Higher education IT departments’ indirectly support student learning, development outcomes, and student success by providing technical support to the departments. In addition, by employing students, higher education IT departments have opportunities to directly impact student success by providing them with experiential learning opportunities to learn soft and technical skills in preparation for their careers. Given thoughtful consideration, students could be provided with learning opportunities that complements/enhances the lessons they learn in the classroom. This mindset is consistent with the values of student affairs, the belief that learning happens within and outside the classroom.
To maximize these learning opportunities require re-examining technical job duties (code, troubleshoot) to include non-technical activities so they may learn how to communicate, work in teams, lead, and develop critical thinking skills.

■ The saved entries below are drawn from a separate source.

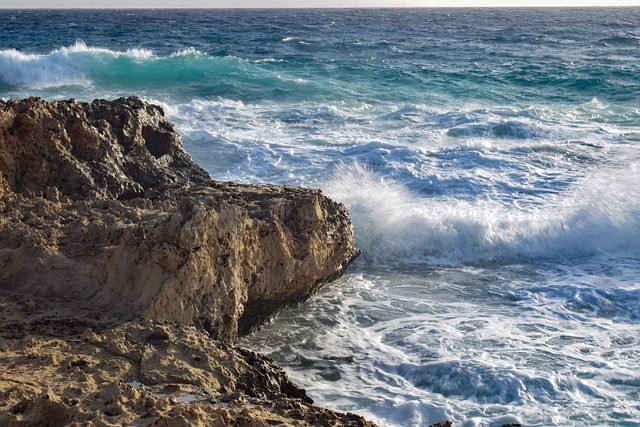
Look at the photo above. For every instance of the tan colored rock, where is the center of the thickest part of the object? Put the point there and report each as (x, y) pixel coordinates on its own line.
(100, 204)
(142, 373)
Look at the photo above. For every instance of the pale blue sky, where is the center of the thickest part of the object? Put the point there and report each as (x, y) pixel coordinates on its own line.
(303, 3)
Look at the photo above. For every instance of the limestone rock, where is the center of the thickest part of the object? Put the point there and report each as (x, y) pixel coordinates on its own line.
(100, 204)
(142, 373)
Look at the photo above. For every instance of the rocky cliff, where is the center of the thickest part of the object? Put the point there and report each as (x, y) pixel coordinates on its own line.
(101, 204)
(126, 274)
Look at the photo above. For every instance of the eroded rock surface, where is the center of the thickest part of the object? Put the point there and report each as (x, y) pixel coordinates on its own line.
(67, 366)
(126, 275)
(101, 204)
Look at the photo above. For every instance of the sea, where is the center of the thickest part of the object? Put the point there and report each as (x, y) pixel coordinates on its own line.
(489, 159)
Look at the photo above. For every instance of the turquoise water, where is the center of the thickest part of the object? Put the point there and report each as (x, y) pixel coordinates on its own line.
(489, 159)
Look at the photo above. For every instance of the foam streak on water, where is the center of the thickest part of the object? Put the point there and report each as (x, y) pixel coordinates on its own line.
(489, 159)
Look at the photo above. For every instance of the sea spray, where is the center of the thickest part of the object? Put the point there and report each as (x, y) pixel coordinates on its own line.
(489, 161)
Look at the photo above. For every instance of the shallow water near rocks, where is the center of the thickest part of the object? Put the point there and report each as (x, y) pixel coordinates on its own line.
(489, 159)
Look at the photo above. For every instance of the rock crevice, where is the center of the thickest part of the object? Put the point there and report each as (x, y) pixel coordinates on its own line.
(101, 204)
(126, 275)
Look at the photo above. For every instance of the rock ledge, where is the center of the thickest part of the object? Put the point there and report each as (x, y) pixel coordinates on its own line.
(126, 274)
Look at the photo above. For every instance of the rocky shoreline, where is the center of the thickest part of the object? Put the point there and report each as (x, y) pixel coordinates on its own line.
(127, 275)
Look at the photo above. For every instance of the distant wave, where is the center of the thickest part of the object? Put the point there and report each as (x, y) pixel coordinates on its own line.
(80, 64)
(599, 214)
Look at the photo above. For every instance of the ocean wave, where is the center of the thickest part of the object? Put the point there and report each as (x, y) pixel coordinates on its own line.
(83, 65)
(506, 130)
(600, 214)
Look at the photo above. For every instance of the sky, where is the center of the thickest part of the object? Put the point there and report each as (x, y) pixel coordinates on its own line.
(307, 3)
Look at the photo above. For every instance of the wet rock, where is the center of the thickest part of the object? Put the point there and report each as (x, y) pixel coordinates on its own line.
(126, 275)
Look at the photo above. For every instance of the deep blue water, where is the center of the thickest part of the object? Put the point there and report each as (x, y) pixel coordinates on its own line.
(489, 159)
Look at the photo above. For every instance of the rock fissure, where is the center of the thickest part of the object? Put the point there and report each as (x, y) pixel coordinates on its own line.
(127, 274)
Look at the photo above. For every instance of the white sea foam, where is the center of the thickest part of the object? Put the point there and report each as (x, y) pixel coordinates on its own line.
(70, 65)
(601, 213)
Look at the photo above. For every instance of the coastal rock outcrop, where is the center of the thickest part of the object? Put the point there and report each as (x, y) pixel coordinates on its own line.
(126, 275)
(101, 204)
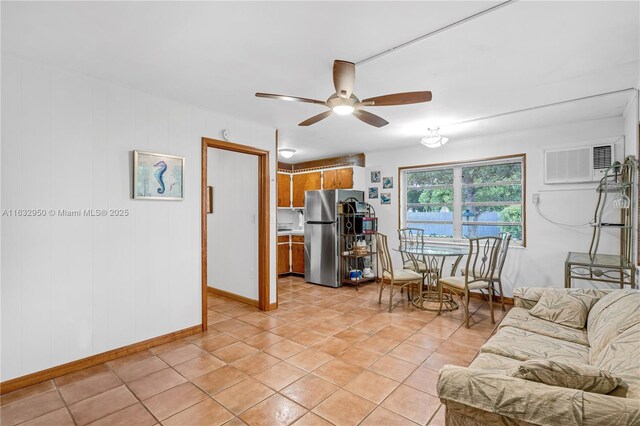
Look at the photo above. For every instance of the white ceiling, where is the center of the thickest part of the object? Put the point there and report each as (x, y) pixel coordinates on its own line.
(218, 54)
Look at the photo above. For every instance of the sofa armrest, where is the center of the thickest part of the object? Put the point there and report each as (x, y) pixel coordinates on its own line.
(532, 402)
(527, 297)
(610, 410)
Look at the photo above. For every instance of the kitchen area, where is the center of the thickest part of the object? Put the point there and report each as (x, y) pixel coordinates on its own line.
(293, 181)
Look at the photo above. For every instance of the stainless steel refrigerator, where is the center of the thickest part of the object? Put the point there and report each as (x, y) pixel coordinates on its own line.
(321, 234)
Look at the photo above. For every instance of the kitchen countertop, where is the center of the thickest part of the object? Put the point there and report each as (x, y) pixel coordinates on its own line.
(292, 232)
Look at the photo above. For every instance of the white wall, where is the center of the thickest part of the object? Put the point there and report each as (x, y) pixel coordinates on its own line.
(631, 122)
(76, 286)
(232, 244)
(541, 263)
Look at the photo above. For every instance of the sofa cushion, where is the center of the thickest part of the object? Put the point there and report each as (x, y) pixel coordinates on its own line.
(622, 358)
(527, 297)
(522, 319)
(566, 375)
(524, 345)
(612, 315)
(570, 309)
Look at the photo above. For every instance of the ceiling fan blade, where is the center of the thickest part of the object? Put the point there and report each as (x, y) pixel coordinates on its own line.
(344, 77)
(315, 118)
(398, 99)
(289, 98)
(369, 118)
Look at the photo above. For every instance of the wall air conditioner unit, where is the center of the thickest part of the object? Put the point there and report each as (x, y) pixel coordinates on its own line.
(576, 165)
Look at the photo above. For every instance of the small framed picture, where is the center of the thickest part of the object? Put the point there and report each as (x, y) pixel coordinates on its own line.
(157, 176)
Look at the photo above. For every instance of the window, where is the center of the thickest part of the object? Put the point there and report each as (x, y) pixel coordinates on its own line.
(454, 202)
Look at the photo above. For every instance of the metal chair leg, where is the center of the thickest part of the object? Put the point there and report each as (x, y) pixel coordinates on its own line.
(466, 307)
(493, 321)
(391, 297)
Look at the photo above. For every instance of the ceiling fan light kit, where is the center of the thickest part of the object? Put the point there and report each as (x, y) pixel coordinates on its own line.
(344, 102)
(433, 139)
(286, 152)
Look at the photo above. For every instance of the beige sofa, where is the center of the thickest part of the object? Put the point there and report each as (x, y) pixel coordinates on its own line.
(485, 393)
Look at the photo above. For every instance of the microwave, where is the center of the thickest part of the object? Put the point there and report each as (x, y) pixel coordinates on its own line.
(357, 207)
(369, 225)
(360, 225)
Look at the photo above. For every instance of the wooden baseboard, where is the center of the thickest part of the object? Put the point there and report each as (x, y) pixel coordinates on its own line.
(232, 296)
(80, 364)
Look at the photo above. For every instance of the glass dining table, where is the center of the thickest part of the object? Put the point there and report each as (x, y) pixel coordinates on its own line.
(433, 256)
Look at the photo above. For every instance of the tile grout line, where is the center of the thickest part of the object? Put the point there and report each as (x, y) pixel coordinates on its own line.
(359, 302)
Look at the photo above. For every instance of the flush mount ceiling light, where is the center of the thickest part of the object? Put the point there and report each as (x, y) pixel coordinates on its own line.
(287, 152)
(433, 139)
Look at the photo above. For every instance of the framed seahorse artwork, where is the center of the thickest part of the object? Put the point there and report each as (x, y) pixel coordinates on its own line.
(157, 176)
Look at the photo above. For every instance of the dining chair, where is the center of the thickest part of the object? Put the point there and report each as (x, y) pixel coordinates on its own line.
(505, 239)
(402, 278)
(478, 273)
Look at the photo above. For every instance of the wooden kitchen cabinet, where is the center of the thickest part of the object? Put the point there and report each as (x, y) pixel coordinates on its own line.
(283, 258)
(344, 179)
(304, 182)
(284, 190)
(329, 179)
(297, 258)
(338, 179)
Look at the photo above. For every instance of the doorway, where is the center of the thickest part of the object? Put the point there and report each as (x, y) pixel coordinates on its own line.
(245, 249)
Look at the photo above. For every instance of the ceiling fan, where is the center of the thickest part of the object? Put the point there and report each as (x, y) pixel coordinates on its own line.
(344, 102)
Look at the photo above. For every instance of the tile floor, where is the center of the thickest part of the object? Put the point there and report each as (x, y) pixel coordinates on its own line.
(326, 356)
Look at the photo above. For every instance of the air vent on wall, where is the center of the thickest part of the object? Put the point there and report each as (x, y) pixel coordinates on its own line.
(602, 157)
(575, 165)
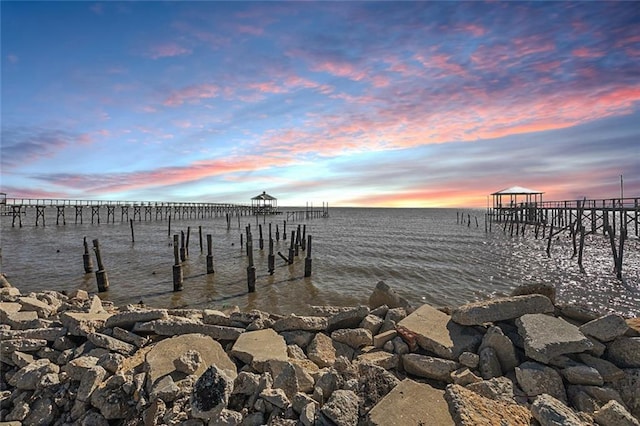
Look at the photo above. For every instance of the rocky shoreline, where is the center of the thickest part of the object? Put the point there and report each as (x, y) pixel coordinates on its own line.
(518, 360)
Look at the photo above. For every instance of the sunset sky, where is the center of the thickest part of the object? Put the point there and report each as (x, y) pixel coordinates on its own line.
(405, 104)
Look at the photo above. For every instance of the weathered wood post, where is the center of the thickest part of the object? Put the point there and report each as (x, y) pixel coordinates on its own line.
(251, 269)
(101, 275)
(86, 257)
(271, 259)
(177, 265)
(307, 260)
(291, 250)
(183, 250)
(209, 256)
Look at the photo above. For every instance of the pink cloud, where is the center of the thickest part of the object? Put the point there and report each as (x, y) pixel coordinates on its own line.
(167, 50)
(193, 93)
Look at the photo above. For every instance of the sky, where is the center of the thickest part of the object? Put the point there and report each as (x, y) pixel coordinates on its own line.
(381, 104)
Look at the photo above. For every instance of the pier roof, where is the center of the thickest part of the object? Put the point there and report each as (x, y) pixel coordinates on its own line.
(517, 190)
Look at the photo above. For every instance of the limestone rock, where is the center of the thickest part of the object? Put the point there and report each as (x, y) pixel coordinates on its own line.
(304, 323)
(614, 414)
(323, 351)
(500, 309)
(470, 409)
(605, 328)
(342, 408)
(537, 379)
(546, 337)
(211, 393)
(550, 412)
(353, 337)
(624, 352)
(429, 367)
(432, 330)
(257, 347)
(385, 295)
(160, 360)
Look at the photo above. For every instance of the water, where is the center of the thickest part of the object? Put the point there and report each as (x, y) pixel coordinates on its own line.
(422, 253)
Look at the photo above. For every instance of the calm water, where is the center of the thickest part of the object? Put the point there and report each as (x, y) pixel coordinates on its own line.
(422, 253)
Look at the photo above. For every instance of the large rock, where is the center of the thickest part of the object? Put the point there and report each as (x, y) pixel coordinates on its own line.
(385, 295)
(550, 412)
(161, 359)
(429, 367)
(605, 328)
(342, 408)
(470, 409)
(537, 379)
(546, 337)
(411, 403)
(614, 414)
(257, 347)
(211, 393)
(624, 352)
(500, 309)
(433, 331)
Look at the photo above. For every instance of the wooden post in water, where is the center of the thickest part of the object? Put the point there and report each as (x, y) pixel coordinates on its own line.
(307, 260)
(177, 265)
(271, 259)
(86, 257)
(209, 256)
(101, 275)
(291, 250)
(251, 269)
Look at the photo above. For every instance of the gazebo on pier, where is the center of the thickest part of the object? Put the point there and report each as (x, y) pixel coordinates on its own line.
(518, 201)
(263, 204)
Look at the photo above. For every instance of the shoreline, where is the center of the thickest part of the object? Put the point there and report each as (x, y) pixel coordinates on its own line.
(75, 359)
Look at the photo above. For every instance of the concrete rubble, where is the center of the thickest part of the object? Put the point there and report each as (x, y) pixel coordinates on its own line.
(519, 360)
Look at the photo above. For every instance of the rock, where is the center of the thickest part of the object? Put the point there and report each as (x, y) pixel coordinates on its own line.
(385, 295)
(469, 359)
(110, 343)
(470, 409)
(546, 337)
(503, 347)
(304, 323)
(176, 326)
(545, 289)
(353, 337)
(342, 408)
(628, 388)
(127, 319)
(614, 414)
(537, 379)
(429, 367)
(211, 393)
(624, 352)
(608, 370)
(549, 411)
(489, 364)
(372, 323)
(605, 328)
(500, 309)
(323, 351)
(81, 324)
(373, 384)
(160, 360)
(498, 388)
(582, 375)
(257, 347)
(29, 376)
(432, 330)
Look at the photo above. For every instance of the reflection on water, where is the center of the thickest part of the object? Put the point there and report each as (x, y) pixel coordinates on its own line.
(422, 253)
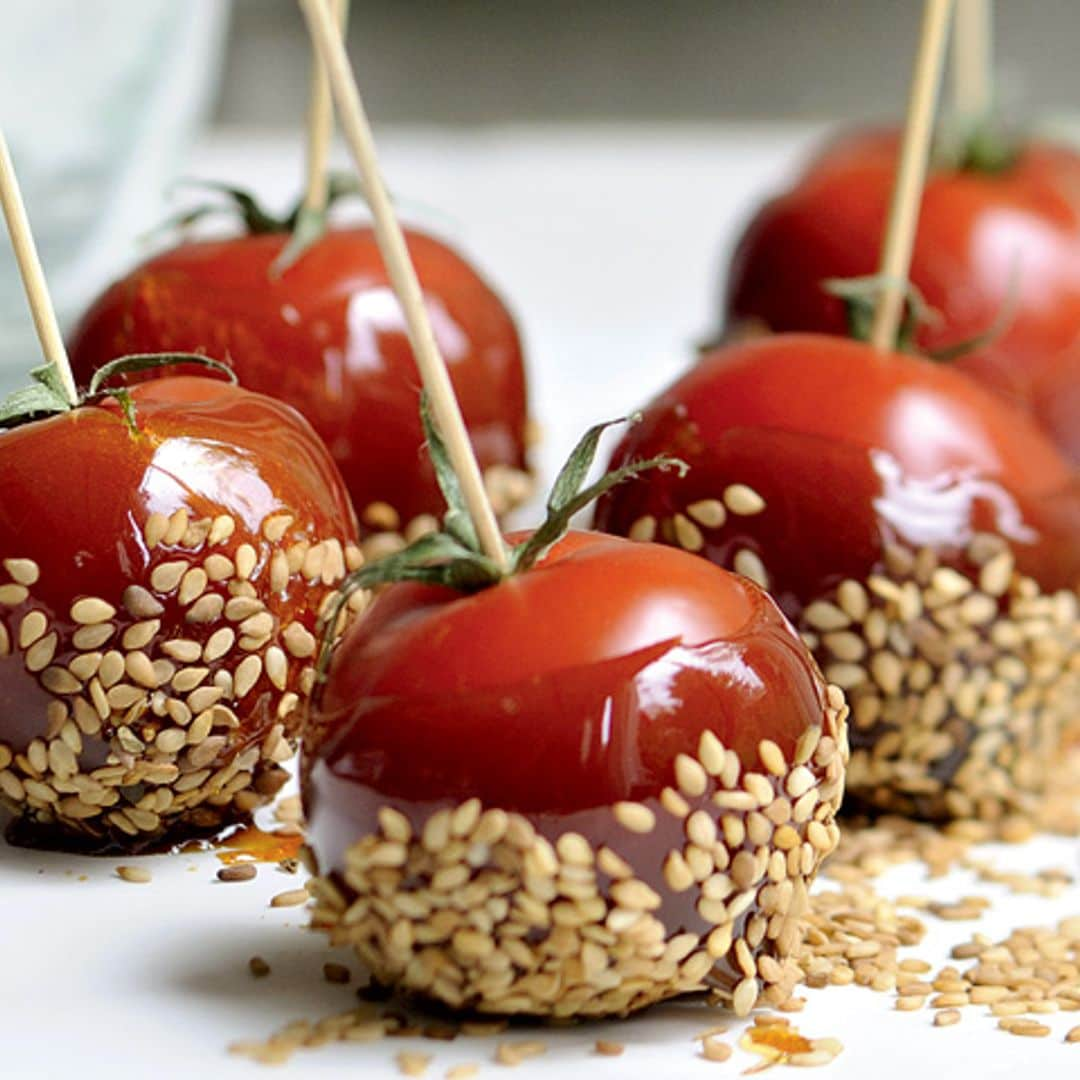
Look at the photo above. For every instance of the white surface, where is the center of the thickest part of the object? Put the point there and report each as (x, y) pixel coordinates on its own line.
(608, 244)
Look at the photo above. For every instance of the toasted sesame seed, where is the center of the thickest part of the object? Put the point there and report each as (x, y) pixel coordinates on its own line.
(165, 577)
(245, 559)
(275, 526)
(748, 564)
(636, 817)
(607, 1048)
(92, 610)
(13, 595)
(644, 529)
(207, 608)
(31, 628)
(743, 500)
(136, 875)
(691, 778)
(1028, 1028)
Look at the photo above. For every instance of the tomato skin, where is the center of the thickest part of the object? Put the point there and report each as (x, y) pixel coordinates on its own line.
(858, 448)
(328, 337)
(917, 529)
(77, 495)
(987, 243)
(549, 700)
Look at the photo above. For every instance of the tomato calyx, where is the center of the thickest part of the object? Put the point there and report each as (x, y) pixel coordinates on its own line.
(975, 145)
(44, 396)
(860, 296)
(305, 224)
(453, 555)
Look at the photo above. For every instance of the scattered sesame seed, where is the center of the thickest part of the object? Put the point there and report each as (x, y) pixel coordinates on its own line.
(136, 875)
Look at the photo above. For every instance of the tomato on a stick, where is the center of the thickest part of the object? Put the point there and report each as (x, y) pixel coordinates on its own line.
(164, 553)
(570, 778)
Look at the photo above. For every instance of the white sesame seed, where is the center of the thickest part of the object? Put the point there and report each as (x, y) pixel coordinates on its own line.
(743, 500)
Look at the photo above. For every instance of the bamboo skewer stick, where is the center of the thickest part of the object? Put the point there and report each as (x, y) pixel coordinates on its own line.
(34, 279)
(910, 174)
(972, 63)
(321, 122)
(391, 241)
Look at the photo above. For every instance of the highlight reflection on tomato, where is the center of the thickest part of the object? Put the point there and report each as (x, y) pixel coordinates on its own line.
(159, 592)
(993, 250)
(581, 738)
(916, 528)
(327, 336)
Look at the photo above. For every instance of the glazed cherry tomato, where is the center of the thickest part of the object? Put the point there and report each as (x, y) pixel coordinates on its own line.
(327, 336)
(923, 536)
(993, 248)
(160, 583)
(581, 787)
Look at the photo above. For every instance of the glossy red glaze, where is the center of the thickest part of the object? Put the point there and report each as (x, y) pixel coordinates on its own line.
(986, 243)
(328, 337)
(76, 494)
(554, 693)
(849, 449)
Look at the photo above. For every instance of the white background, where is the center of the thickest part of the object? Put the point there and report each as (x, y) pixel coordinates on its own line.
(608, 243)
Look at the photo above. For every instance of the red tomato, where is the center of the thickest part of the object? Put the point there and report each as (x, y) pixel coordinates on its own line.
(159, 591)
(583, 733)
(987, 244)
(328, 337)
(899, 512)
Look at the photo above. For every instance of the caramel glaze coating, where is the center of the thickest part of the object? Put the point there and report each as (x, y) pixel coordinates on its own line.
(869, 474)
(328, 337)
(576, 698)
(158, 604)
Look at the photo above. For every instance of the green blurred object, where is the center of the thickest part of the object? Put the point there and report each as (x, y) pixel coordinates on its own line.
(99, 102)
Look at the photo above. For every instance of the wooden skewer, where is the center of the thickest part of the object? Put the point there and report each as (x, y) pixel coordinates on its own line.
(321, 122)
(972, 51)
(910, 174)
(391, 241)
(34, 279)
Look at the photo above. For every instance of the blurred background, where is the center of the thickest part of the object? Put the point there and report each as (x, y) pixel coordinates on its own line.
(469, 62)
(569, 146)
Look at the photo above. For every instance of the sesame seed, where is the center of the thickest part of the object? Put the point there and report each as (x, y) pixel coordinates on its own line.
(40, 655)
(13, 595)
(743, 500)
(32, 626)
(691, 778)
(221, 528)
(635, 817)
(292, 898)
(608, 1049)
(192, 585)
(714, 1050)
(136, 875)
(299, 642)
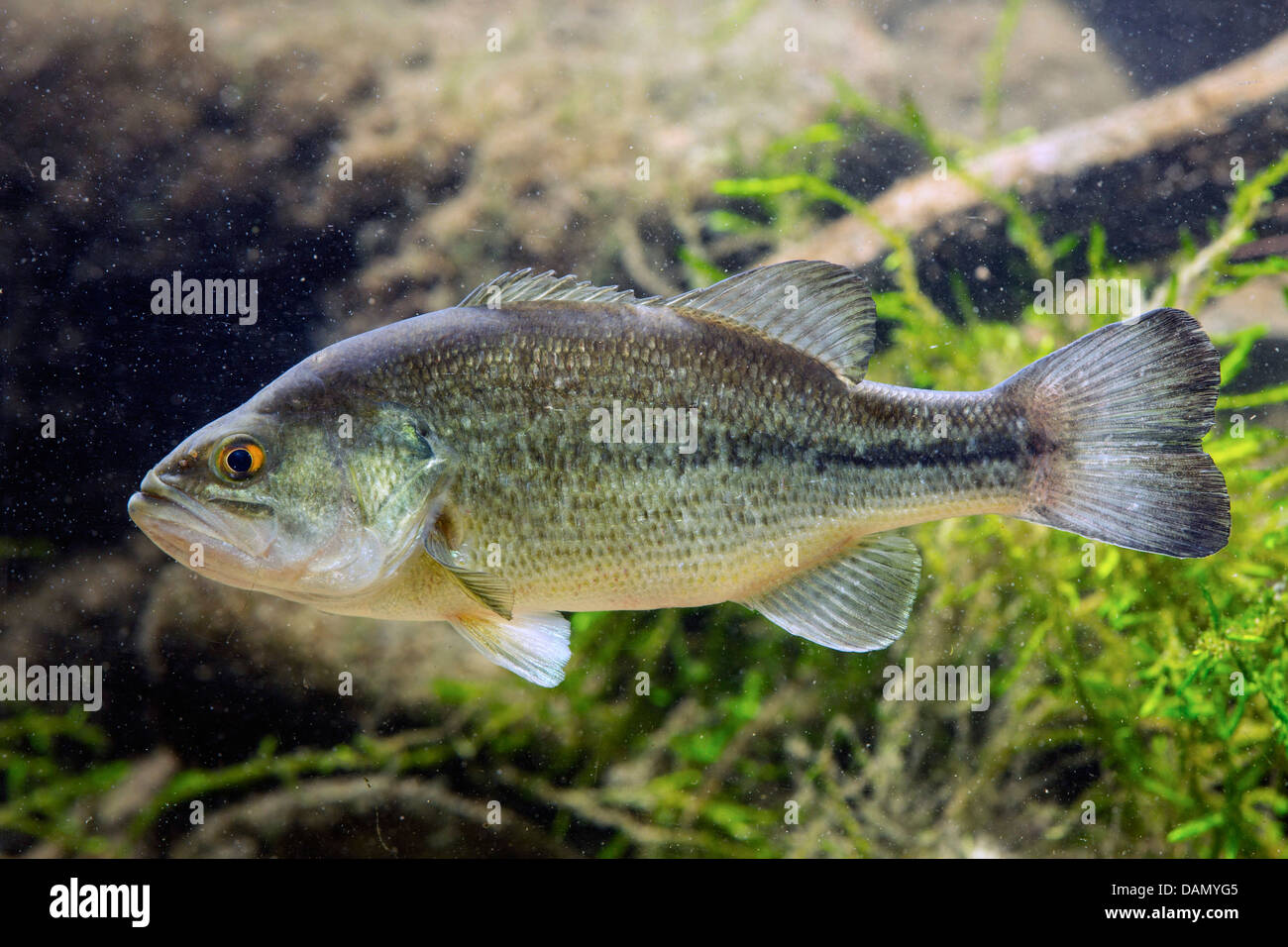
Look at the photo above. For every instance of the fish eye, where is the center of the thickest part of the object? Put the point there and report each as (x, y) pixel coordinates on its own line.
(239, 458)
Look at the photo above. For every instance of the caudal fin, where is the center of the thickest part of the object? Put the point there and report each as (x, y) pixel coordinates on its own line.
(1117, 418)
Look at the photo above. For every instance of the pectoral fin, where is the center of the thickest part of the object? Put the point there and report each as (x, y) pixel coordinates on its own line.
(532, 646)
(485, 587)
(857, 602)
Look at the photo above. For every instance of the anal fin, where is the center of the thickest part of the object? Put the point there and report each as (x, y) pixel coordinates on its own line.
(857, 602)
(532, 646)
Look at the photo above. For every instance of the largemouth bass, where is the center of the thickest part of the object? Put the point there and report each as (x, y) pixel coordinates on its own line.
(552, 446)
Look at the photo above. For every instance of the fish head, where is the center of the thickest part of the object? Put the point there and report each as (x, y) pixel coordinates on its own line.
(291, 495)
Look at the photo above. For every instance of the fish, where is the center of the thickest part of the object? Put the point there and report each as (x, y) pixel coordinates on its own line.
(550, 446)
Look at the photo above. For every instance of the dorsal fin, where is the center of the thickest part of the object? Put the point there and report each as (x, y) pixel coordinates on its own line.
(526, 286)
(818, 308)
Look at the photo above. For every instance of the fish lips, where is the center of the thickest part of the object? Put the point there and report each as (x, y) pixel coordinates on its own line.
(174, 521)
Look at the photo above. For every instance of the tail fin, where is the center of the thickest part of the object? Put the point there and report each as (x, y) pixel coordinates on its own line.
(1117, 418)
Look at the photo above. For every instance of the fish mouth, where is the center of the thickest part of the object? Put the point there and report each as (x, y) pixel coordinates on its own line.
(172, 518)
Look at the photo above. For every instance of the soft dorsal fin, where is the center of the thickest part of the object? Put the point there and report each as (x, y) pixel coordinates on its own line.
(526, 286)
(818, 308)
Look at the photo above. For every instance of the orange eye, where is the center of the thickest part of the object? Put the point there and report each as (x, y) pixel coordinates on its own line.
(241, 459)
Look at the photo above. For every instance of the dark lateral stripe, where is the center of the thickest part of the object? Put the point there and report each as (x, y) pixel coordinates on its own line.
(760, 449)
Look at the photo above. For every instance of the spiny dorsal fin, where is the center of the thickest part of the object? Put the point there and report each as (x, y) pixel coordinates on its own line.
(526, 286)
(833, 318)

One of the consistent comments from computer science students we’ve hired in the past is how much they learn about working collaboratively and in teams from their experience working for our department. It seems they only get to work in teams in one or two of their computer science classes. As supervisors, how then do we ensure that learning happens both in the technical and soft skills areas? With career staff, we have performance evaluations based on job descriptions. We can extend this practice to students by providing them with performance evaluations and also defining learning outcomes, using assessment techniques to measure their progress towards these learning outcomes along the way. These learning outcomes could be growth in areas of technical and non-technical competencies.
By being intentional with the areas of competencies for our students to develop by defining learning outcomes, I believe they would be more effective in their positions and at the same time, we are both contributing to their learning process and preparing them for their careers ahead of them.